Ich setzte mich auch gerne möglichst regelmäßig jeden Tag an meinen Schreibtisch. Dann wird erst mal gründlich die Brille geputzt. Eine Kerze zünde ich mir manchmal auch an. Und dann lese ich einige der Affirmationen aus Julia Camerons Buch Der Weg des Künstlers.

  • Ich bin ein talentierter Mensch
  • Ich habe ein Recht darauf, Künstler zu sein
  • Ich bin ein guter Mensch und ein guter Künstler
  • Kreativität ist ein Segen, den ich annehme
  • Meine Kreativität ist ein Segen für andere
  • Meine Kreativität wird gewürdigt
  • Ich behandele mich und meine Kreativität jetzt freundlicher
  • Ich behandele mich und meine Kreativität jetzt großzügiger
  • Ich lebe meine Kreativität jetzt offener
  • Ich akzeptiere jetzt Hoffnung.
  • Ich handele jetzt positiv
  • Ich akzeptiere jetzt die Aktivierung meiner Kreativität

Klingt albern? Erst recht, wenn du versuchst, sie laut zu lesen? Genau. Versuche es trotzdem mal. Ist zwar gewöhnungsbedürftig, aber auch ungemein erleichternd und befreiend. So empfinde ich es jedenfalls.

Buch- und Filmtipps

Sehr gute Tipps und Ideen rund um Kreativität gibt es in Melanie Raabes Buch Kreativität – Wie sie uns mutiger, glücklicher und stärker macht.

Und hier noch ein schöner Kurzfilm vom NDR: Schreibrituale und Musenküsse.

Vielleicht sind ja ein paar Sachen für dich dabei? Auf alle Fälle gilt: tu, was du willst, was du brauchst und was dir hilft. Ganz egal, wie komisch es dir vorkommen mag.

Hast du eigene Schreibrituale? Erzähl doch mal.

1 comment found

  1. Spannend zu lesen, wie die Kolleg:innen so arbeiten!
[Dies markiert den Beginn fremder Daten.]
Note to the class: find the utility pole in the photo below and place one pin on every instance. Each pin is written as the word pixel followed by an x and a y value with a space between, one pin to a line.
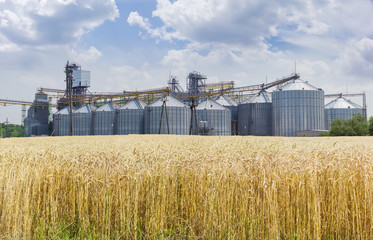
pixel 6 127
pixel 69 81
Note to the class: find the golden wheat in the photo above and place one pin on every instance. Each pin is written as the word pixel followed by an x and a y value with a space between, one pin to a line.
pixel 141 187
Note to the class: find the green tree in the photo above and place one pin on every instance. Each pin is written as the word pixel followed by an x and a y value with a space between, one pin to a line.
pixel 356 126
pixel 371 126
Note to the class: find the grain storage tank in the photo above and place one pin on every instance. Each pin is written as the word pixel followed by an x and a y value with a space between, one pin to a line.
pixel 297 106
pixel 61 122
pixel 82 120
pixel 255 115
pixel 227 102
pixel 178 116
pixel 213 118
pixel 130 118
pixel 104 120
pixel 341 108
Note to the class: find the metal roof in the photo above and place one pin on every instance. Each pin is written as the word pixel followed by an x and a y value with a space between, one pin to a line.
pixel 171 101
pixel 210 105
pixel 133 104
pixel 260 97
pixel 65 111
pixel 108 107
pixel 342 102
pixel 85 109
pixel 298 84
pixel 225 101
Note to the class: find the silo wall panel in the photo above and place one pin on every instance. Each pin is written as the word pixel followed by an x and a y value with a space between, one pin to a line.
pixel 31 125
pixel 130 121
pixel 340 113
pixel 178 120
pixel 255 119
pixel 234 119
pixel 218 121
pixel 82 124
pixel 297 110
pixel 61 125
pixel 103 123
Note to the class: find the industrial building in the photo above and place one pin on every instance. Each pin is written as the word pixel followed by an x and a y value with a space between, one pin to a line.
pixel 213 118
pixel 36 122
pixel 130 118
pixel 341 108
pixel 255 115
pixel 297 106
pixel 285 107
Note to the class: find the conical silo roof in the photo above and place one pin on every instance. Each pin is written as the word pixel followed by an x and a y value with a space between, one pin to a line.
pixel 65 111
pixel 260 97
pixel 171 101
pixel 210 105
pixel 85 109
pixel 341 102
pixel 133 104
pixel 108 107
pixel 225 101
pixel 298 84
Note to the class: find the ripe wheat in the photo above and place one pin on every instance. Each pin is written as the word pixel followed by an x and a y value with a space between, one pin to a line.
pixel 156 187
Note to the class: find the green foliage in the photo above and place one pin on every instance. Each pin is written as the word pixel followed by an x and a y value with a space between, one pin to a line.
pixel 356 126
pixel 371 126
pixel 11 130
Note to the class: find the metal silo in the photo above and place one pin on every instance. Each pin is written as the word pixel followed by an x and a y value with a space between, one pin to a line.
pixel 255 115
pixel 227 102
pixel 61 122
pixel 171 108
pixel 130 118
pixel 297 106
pixel 341 108
pixel 82 120
pixel 214 119
pixel 104 120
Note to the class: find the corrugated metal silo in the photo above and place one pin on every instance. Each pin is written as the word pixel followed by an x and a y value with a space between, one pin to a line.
pixel 131 118
pixel 214 118
pixel 104 120
pixel 178 117
pixel 341 108
pixel 61 122
pixel 297 106
pixel 255 115
pixel 82 120
pixel 227 102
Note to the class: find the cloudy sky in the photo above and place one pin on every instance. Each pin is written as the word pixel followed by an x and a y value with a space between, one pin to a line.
pixel 135 44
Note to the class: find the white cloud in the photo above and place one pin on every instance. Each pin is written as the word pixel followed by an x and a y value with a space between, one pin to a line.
pixel 84 57
pixel 56 22
pixel 357 59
Und mit dem letzten Absatz triffst du es für mich voll: “Auf alle Fälle gilt: tu, was du willst, was du brauchst und was dir hilft. Ganz egal, wie komisch es dir vorkommt.”
    Das finde ich bei diesen kreativen Vorgängen das Wichtigste: herausfinden, was funktioniert, ganz subjektiv. Dann müssen “nur noch” diese lästigen Stimmen im Kopf zum Schweigen gebracht werden, die das lächerlich finden oder prätentiös oder die eigenen Rituale als Zeitverschwendung oder faule Ausrede bezeichnen … und schon kann’s losgehen. Das Schöne dabei: mit der Zeit wird’s leichter (stelle ich fest).